Dynamic Pricing, Scheduling, and Energy Management for Profit Maximization in PHEV Charging Stations

• Published in: IEEE transactions on vehicular technology Vol. 66; no. 2; pp. 1011 - 1026
• Main Authors: Kim, Yeongjin, Kwak, Jeongho, Chong, Song
• Format: Journal Article
• Language: English
• Published: New York IEEE 01.02.2017; The Institute of Electrical and Electronics Engineers, Inc. (IEEE)

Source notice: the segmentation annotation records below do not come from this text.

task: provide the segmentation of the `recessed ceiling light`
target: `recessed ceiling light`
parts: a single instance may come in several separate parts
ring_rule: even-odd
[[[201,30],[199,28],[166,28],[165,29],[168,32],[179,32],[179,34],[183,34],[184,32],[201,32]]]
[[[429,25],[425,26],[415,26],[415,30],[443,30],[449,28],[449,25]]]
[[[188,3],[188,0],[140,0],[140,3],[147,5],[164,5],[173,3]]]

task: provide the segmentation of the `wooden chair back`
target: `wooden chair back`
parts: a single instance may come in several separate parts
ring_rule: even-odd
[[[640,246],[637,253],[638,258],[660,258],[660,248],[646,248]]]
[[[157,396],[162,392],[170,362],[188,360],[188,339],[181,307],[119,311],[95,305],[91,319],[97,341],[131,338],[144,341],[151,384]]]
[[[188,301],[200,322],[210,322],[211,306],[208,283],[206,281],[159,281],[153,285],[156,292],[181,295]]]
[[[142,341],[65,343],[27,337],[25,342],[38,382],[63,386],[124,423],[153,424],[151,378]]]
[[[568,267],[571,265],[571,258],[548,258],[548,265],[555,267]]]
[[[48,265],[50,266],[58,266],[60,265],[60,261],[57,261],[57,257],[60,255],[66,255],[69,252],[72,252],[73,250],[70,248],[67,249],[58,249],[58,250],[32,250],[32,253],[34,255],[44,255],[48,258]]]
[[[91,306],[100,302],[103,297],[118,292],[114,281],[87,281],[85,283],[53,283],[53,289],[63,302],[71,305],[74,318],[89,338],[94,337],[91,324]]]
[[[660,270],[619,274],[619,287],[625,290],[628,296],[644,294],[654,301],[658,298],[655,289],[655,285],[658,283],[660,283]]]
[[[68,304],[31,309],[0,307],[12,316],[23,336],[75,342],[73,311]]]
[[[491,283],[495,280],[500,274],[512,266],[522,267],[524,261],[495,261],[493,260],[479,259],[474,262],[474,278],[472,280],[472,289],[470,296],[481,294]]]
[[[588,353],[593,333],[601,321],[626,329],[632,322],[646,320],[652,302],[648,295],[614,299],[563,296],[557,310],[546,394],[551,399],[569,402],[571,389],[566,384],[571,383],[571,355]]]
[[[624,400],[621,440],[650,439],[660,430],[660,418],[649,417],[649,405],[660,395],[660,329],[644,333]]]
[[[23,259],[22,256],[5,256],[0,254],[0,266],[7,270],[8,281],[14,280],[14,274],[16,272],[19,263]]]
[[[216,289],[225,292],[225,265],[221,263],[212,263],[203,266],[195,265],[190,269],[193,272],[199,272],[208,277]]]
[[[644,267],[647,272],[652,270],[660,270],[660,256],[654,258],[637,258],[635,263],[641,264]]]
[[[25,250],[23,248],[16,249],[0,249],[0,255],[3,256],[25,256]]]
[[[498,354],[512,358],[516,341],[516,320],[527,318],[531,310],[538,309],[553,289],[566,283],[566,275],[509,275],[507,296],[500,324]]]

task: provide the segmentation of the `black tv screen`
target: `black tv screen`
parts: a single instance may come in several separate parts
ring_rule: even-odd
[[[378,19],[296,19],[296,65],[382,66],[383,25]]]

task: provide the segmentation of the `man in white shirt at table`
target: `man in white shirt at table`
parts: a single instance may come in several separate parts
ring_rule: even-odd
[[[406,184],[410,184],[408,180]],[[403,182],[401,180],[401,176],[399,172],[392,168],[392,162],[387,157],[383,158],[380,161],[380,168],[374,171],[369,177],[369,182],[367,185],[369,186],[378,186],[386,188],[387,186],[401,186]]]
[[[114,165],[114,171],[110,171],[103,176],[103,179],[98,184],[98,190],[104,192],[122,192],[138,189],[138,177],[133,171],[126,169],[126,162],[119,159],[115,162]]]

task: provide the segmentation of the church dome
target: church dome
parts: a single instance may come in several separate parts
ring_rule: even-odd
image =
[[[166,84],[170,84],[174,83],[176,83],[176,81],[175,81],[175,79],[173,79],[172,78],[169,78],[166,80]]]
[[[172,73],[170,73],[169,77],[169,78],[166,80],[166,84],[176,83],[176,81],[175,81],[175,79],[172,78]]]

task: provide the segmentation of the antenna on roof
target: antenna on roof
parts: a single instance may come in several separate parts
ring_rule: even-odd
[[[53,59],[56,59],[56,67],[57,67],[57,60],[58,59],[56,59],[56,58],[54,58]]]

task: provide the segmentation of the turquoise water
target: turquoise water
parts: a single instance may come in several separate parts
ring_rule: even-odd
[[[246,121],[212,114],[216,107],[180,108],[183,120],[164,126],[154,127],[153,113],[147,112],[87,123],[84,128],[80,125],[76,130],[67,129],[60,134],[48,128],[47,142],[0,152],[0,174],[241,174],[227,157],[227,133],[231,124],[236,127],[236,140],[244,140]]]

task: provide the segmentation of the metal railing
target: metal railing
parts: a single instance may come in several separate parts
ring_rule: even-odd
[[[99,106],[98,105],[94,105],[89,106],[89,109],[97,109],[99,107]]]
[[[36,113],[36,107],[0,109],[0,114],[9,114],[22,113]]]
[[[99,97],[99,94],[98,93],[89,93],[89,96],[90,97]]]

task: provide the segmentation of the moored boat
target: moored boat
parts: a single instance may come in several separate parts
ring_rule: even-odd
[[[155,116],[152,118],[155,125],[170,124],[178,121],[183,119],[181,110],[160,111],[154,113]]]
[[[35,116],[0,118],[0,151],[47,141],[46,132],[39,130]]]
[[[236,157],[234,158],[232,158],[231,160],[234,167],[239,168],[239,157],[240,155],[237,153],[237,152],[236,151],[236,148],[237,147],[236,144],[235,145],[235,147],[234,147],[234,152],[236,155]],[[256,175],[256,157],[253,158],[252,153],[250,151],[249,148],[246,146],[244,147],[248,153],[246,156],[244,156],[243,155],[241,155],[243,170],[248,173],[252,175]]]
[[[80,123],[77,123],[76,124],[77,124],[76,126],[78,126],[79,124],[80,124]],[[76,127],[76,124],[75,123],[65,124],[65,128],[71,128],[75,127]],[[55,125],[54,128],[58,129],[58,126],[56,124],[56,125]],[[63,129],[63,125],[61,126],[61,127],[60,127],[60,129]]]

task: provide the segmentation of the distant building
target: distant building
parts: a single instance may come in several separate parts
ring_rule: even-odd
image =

• Subjects: Batteries; Charging service provider (CSP); Charging stations; dropping; Energy management; Energy storage; Hybrid electric vehicles; plug-in hybrid electric vehicle (PHEV); Pricing; profit maximization; Renewable energy; Renewable energy sources; scheduling; Vehicles
• ISSN: 0018-9545; 1939-9359
• DOI: 10.1109/TVT.2016.2567066

Recently, as plug-in hybrid electric vehicles (PHEVs) take center stage for the eco-friendly and cost-effective transportation, commercial PHEV charging stations will be widely prevalent in the future. However, previous studies in the fields of the management of PHEV charging stations have not synthetically taken practical charging systems into account. In this paper, we study the profit-optimal management of a PHEV charging station under the realistic environment addressing not only various types of vehicles but waiting time guarantee for PHEV customers as well. This paper is first to jointly take into account pricing for charging services, scheduling of reserved vehicles to PHEV chargers, dropping of reserved vehicles, and management of the energy storage in a unified framework that contains key features of a practical PHEV charging station. Based on this framework, we develop an algorithm to find the parameters required for charging management by invoking the "Lyapunov drift-plus-penalty" technique. Through theoretical analysis, we prove that the proposed algorithm achieves close-to-optimal performance under particular conditions by exploiting opportunism of time-varying arrival of charging vehicles, price of electricity, and renewable energy generation, but it requires no probabilistic future information. Finally, we find several significant messages via trace-driven simulation of the proposed algorithm.